The middle Stein offspring, Jack, started as a kitchen porter in The Seafood Restaurant, Padstow, aged 12, and worked there as a waiter while he studied at university. His father tried to deter him from being a chef but the lure of the kitchen was too strong. In 2002 he started to work his way up the ranks, doing stints in kitchens around the world. He was made Executive Chef of all Stein restaurants in 2013, and oversees the Padstow Seafood School.
“It’s the old man’s menu, almost completely,” Jack says of the food served across the group. “A few of the dishes are mine, but my job is to make sure the style remains true to Rick’s belief in simplicity.” Jack does have plans for a restaurant of his own “something with a community conscience” – but is waiting for the right time “and someone to commission me!” he laughs.

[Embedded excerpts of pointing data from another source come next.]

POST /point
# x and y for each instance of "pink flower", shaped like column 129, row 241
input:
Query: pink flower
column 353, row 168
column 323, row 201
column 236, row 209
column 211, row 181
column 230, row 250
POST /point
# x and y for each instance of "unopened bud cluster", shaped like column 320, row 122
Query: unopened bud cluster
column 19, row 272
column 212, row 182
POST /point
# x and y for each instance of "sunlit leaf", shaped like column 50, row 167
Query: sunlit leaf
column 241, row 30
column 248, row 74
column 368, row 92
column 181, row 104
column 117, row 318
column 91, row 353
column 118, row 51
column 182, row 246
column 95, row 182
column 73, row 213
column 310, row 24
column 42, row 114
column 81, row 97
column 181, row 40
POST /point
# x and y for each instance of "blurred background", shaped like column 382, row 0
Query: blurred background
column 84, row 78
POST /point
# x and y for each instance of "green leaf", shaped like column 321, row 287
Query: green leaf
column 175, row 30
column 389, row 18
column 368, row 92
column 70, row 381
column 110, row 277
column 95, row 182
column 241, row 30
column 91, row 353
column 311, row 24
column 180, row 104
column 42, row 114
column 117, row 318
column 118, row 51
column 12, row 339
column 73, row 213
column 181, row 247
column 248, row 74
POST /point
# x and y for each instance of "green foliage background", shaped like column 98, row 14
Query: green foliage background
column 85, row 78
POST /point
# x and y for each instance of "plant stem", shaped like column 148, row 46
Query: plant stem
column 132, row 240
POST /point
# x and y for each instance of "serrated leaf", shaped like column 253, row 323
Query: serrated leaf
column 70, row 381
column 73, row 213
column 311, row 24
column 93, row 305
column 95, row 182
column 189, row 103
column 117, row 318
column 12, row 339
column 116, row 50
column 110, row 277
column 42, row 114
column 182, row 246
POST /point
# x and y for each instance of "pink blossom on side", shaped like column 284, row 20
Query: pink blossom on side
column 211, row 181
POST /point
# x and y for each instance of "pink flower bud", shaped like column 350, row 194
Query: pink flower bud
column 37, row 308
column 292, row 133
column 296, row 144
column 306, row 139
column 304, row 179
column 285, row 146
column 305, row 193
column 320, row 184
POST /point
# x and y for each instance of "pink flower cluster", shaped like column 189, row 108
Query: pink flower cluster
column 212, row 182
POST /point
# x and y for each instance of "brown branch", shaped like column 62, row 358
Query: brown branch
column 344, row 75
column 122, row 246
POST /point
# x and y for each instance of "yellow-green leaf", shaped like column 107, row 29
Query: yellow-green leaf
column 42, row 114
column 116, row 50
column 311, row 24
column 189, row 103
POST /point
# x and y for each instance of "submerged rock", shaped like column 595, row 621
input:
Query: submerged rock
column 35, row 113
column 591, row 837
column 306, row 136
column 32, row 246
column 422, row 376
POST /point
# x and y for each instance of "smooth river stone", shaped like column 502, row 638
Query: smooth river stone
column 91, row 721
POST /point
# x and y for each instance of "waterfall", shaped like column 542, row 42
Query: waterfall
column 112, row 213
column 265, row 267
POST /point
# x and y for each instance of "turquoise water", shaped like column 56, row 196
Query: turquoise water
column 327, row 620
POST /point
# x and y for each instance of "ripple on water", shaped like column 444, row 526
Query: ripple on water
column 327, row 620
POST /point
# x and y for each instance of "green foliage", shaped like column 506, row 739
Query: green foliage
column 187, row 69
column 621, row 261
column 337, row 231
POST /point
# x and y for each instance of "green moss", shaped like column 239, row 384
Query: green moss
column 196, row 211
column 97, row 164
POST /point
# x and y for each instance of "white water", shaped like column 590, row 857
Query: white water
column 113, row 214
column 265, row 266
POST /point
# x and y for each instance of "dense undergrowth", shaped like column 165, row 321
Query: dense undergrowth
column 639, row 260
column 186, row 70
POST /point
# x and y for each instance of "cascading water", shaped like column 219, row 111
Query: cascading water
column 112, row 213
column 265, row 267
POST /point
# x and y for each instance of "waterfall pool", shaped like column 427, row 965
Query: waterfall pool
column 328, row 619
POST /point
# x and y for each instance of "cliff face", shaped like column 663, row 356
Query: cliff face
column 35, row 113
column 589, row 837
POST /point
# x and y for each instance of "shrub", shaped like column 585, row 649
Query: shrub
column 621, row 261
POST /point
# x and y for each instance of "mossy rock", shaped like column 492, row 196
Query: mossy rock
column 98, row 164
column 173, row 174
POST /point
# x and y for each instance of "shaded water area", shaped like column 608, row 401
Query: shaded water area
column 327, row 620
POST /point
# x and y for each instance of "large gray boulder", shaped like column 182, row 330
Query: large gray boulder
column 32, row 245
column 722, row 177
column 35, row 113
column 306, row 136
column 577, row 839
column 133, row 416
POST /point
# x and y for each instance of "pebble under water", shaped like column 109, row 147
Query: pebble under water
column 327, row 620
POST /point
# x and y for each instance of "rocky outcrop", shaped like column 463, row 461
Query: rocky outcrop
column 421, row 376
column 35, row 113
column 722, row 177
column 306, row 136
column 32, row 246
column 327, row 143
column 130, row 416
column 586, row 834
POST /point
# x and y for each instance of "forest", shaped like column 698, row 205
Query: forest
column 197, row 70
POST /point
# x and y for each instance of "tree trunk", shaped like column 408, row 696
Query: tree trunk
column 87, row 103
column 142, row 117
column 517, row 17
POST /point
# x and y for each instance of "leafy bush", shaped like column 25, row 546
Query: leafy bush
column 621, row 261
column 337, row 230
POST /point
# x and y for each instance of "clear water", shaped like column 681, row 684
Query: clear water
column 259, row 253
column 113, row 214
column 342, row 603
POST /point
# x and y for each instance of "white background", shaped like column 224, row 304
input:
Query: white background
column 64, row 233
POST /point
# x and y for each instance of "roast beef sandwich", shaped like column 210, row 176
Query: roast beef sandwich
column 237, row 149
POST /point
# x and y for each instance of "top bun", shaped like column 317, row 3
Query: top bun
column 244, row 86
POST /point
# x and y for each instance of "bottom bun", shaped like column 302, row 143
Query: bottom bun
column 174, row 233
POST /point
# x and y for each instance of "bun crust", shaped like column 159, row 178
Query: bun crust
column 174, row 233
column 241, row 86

The youngest Stein offspring, Charlie learned about wine during stints helping out front of house at The Seafood Restaurant in Padstow, where his aunt Roni Arnold is sommelier. Growing up Charlie also met leading figures in the wine industry, and visited vineyards regularly with the family. “Cheffing wasn’t for me,” he confesses. “I wanted to make my own mark, but my life and blood was the restaurant. Loving wine so much, I thought that was a good way to do it.”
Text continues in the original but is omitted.